There is no single perfect number for everyone. Needs depend on body size, sweat loss, climate, pregnancy, and health conditions. This tool gives a practical starting estimate.

How this calculator works

It starts with about 35 ml per kg of body weight as a baseline, then adds extra fluid for exercise and hot climates. Thirst, urine color, and how you feel are useful day-to-day guides.

Track water alongside meals and workouts in the SmartEat app for a fuller picture of your daily habits.

Frequently asked questions

How much water should I drink per day?

A common starting point is roughly 30–35 ml per kg of body weight, plus extra for exercise and heat. Many adults land around 2–3 liters from beverages, with additional fluid from food.

Does coffee count toward water intake?

Yes, in moderation. Caffeinated drinks contribute to fluid intake, though very high caffeine may increase losses slightly for some people.

Do I need to drink exactly this amount every day?
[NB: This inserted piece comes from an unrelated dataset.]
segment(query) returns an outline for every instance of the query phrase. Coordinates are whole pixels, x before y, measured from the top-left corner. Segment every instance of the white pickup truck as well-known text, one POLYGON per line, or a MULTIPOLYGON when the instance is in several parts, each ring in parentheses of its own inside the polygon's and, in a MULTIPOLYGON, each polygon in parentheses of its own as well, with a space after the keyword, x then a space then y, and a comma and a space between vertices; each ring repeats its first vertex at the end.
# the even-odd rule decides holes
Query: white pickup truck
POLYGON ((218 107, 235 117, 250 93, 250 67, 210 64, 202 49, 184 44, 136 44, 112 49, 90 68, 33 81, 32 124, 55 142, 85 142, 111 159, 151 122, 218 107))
No. Use this as a guide. Drink more when you sweat heavily, feel thirsty, or are in hot weather; less may be fine on rest days if you feel well hydrated.

Sources & methodology

Formulas and reference ranges used by this calculator come from peer-reviewed and official public-health sources:

  1. U.S. National Academies — general hydration guidance: about 2.7 L/day for women and 3.7 L/day for men from all beverages and food (total fluid intake).
  2. European Food Safety Authority — adequate intake of water from all sources: 2.0 L/day for women and 2.5 L/day for men.
  3. American College of Sports Medicine — additional fluid before, during, and after exercise in hot or strenuous conditions.